Why Massenet’s CENDRILLON Makes Me Sad.
As delightful as the Metropolitan Opera’s new production of Massenet’s CENDRILLON was, which I was fortunate to have seen on opening night Thursday, the whole evening was filled with melancholy for me, because my mind drifted back to Milan in the late 1970s, when I “saw” this opera for the first time at La Scala.
My friend Grant Goodman and I were spending the summer in Italy, and Milan was the second stop on the itinerary. We had just toured the magnificent Duomo, including the breath-taking rococo steeples on the expansive rooftop, and now we were just sauntering around the plaza near La Scala. Frederica von Stade, one of Grant’s favorite singers, was appearing in a production of Massenet’s CENDRILLON, but we didn’t have tickets. Luckily, we were soon approached by a scalper who offered two tickets at exorbitant prices, even though he admitted one of the seats had “a limited view of the stage.” Grant paid no heed, and paid for the tickets.
The seats were on the last row of the uppermost balcony, and my seat, the one with “a limited view of the stage,” was actually behind a white column around which I had to shift, now left and now right, in order to catch a glimpse of what’s going on below. I soon gave up, and settled back with my eyes closed, content to just listen. Grant laughed uproariously through much of the evening. He did offer to trade seats with me a number of times, but he was enjoying the opera too much for me to deny him the full experience.
At the end of that summer, and for many years afterwards, Grant said that seeing his beloved Frederica von Stade in Massenet’s CENDRILLON In Milan was an unexpected dream come true, and that I was such a good sport to watch the whole opera with him from behind a white column on the last row of the uppermost balcony at La Scala.
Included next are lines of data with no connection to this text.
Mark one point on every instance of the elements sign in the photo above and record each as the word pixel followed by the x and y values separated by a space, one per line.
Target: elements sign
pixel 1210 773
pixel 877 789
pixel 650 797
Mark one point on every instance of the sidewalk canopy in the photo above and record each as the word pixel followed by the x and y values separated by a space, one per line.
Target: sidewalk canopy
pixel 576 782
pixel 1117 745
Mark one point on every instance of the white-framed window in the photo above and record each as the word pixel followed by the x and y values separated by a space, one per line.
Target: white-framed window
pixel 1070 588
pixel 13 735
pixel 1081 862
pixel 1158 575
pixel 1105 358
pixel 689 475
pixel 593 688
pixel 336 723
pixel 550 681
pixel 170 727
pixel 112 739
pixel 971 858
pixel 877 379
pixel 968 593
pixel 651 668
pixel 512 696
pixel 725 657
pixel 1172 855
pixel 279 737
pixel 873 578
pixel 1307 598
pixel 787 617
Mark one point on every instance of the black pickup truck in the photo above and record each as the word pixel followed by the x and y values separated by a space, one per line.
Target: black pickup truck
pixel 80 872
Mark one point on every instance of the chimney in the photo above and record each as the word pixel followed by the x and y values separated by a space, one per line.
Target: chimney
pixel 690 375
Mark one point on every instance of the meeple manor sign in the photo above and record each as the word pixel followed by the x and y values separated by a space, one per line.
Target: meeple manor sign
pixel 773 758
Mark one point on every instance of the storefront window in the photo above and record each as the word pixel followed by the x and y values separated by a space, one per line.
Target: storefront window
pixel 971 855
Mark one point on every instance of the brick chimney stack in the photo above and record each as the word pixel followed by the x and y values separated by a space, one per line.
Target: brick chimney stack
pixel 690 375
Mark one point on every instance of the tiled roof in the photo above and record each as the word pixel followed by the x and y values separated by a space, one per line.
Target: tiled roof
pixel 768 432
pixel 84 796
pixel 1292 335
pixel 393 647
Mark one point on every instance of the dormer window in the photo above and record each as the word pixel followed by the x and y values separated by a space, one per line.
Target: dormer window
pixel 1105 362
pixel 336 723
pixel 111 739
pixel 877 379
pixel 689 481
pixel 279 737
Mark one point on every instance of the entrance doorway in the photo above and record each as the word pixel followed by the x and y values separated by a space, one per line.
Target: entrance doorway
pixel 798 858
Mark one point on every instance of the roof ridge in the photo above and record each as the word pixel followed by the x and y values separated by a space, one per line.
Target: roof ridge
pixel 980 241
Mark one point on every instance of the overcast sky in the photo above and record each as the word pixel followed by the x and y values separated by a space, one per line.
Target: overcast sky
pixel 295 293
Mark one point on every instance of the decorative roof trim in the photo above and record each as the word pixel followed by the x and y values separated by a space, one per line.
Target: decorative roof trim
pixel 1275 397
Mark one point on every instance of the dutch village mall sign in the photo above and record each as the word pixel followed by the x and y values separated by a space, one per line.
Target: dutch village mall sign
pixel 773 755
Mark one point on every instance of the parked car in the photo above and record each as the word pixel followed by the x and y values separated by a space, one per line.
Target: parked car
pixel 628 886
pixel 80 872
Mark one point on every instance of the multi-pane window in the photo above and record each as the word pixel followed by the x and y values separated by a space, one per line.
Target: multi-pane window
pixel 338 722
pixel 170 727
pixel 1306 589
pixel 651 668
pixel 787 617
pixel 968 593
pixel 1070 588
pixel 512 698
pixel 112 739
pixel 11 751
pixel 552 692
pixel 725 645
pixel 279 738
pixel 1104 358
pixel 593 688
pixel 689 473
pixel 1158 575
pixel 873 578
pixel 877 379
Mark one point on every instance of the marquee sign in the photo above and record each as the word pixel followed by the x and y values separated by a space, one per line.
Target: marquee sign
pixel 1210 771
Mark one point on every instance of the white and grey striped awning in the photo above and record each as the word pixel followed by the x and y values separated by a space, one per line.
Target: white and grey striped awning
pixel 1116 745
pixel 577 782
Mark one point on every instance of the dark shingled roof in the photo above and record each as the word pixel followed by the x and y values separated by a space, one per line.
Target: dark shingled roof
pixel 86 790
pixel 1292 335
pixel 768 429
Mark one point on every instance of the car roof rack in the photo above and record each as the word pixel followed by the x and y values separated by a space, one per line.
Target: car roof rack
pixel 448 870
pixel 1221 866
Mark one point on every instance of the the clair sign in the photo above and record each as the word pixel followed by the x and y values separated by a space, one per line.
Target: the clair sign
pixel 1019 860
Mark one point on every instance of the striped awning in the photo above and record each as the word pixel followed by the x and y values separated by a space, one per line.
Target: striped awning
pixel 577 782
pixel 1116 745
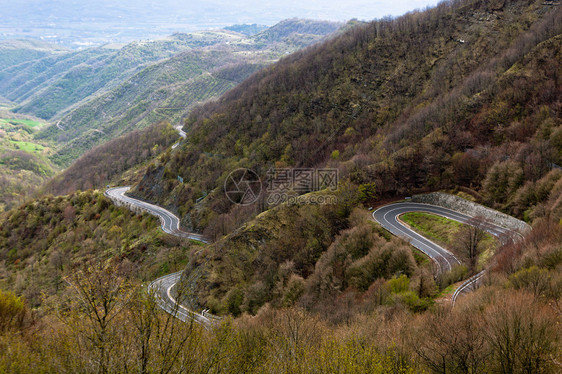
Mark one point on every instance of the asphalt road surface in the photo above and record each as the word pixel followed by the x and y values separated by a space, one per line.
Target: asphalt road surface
pixel 163 287
pixel 388 217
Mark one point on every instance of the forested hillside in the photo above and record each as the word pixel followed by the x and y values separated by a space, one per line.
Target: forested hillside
pixel 463 98
pixel 430 100
pixel 116 161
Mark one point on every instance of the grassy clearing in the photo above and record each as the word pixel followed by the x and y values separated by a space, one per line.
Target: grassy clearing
pixel 437 228
pixel 25 122
pixel 28 146
pixel 443 231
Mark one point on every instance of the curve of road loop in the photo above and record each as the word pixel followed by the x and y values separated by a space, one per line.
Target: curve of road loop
pixel 388 217
pixel 163 287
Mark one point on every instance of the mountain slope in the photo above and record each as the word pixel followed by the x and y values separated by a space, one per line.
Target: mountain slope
pixel 407 103
pixel 166 90
pixel 15 52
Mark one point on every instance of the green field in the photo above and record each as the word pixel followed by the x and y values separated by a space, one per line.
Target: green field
pixel 443 231
pixel 28 146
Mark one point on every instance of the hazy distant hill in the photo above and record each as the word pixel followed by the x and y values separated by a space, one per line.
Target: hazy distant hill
pixel 166 90
pixel 49 86
pixel 15 52
pixel 451 96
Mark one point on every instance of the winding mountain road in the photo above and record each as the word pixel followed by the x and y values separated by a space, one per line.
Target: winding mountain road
pixel 388 217
pixel 163 287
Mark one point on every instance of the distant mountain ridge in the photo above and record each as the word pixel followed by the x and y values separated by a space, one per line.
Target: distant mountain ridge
pixel 94 95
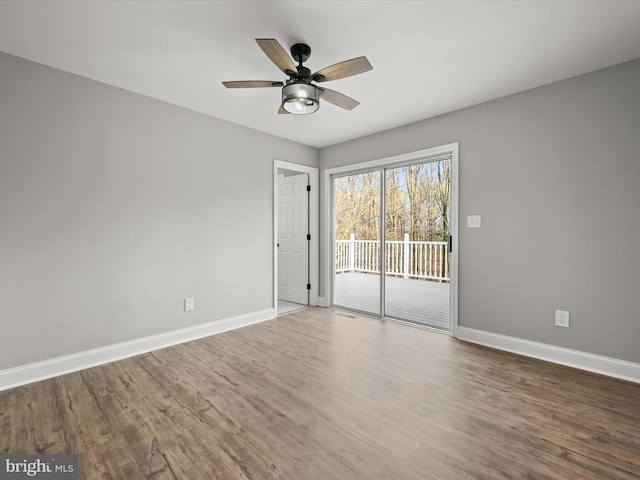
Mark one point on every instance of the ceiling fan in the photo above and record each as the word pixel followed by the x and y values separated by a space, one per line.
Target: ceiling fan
pixel 300 95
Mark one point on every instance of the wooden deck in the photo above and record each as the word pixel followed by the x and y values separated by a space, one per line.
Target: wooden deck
pixel 422 302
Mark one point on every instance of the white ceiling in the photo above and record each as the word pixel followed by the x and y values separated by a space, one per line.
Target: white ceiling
pixel 428 57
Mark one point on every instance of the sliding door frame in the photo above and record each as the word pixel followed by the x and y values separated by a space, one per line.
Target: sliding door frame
pixel 426 155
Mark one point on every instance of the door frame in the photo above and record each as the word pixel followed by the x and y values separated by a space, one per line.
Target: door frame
pixel 450 149
pixel 314 244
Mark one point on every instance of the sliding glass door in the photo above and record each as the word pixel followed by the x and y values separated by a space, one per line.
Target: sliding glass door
pixel 357 245
pixel 392 232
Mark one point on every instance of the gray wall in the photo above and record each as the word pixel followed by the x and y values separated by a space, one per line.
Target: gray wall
pixel 114 207
pixel 555 174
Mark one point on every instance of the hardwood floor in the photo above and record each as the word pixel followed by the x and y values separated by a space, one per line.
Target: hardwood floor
pixel 324 394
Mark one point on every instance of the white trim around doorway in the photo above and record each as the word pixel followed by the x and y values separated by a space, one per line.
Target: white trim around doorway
pixel 450 149
pixel 314 244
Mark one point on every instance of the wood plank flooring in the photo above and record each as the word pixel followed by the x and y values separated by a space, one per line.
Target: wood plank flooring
pixel 328 395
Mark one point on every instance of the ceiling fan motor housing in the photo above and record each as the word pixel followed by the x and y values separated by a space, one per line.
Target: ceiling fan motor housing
pixel 300 52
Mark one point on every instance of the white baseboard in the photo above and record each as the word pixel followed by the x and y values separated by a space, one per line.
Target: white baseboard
pixel 34 372
pixel 573 358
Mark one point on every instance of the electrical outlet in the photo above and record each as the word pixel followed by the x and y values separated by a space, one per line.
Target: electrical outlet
pixel 474 221
pixel 562 318
pixel 188 304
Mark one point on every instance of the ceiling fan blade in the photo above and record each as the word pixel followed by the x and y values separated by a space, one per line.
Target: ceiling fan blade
pixel 277 54
pixel 338 99
pixel 344 69
pixel 252 84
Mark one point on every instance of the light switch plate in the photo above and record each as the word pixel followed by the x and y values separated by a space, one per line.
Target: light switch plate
pixel 474 221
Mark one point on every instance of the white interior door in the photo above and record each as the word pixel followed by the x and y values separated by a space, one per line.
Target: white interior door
pixel 293 245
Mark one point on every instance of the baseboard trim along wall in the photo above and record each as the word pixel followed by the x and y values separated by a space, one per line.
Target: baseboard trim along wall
pixel 573 358
pixel 34 372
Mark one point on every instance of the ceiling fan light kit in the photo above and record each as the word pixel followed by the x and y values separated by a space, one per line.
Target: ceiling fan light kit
pixel 300 98
pixel 299 95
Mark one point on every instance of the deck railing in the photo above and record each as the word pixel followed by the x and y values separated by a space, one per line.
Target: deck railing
pixel 408 259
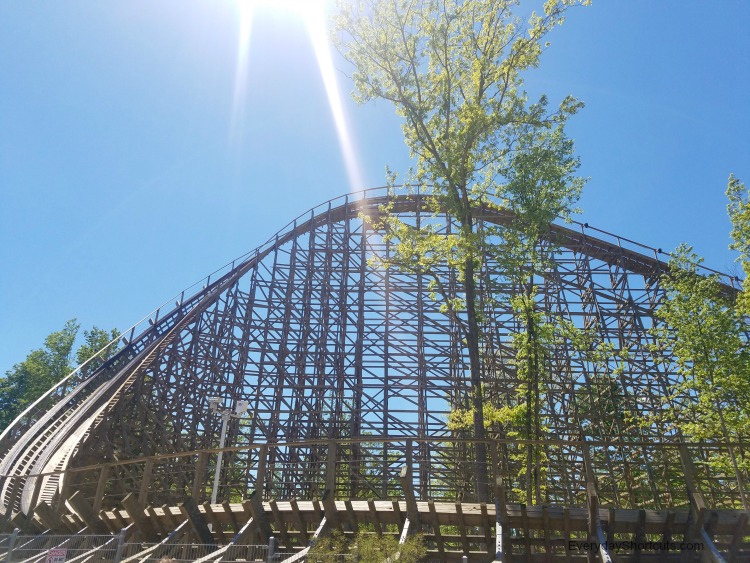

At the Metropolitan Opera the other night, my seat in the center section of the orchestra was six rows from the stage. But, as delightful as the production was, as luminous as Joyce DiDonato always is, I closed my eyes, listening to the music, pretending that Grant Goodman was still sitting beside me, laughing throughout the evening, even though it has now been four years since he died and left us, and I was sad.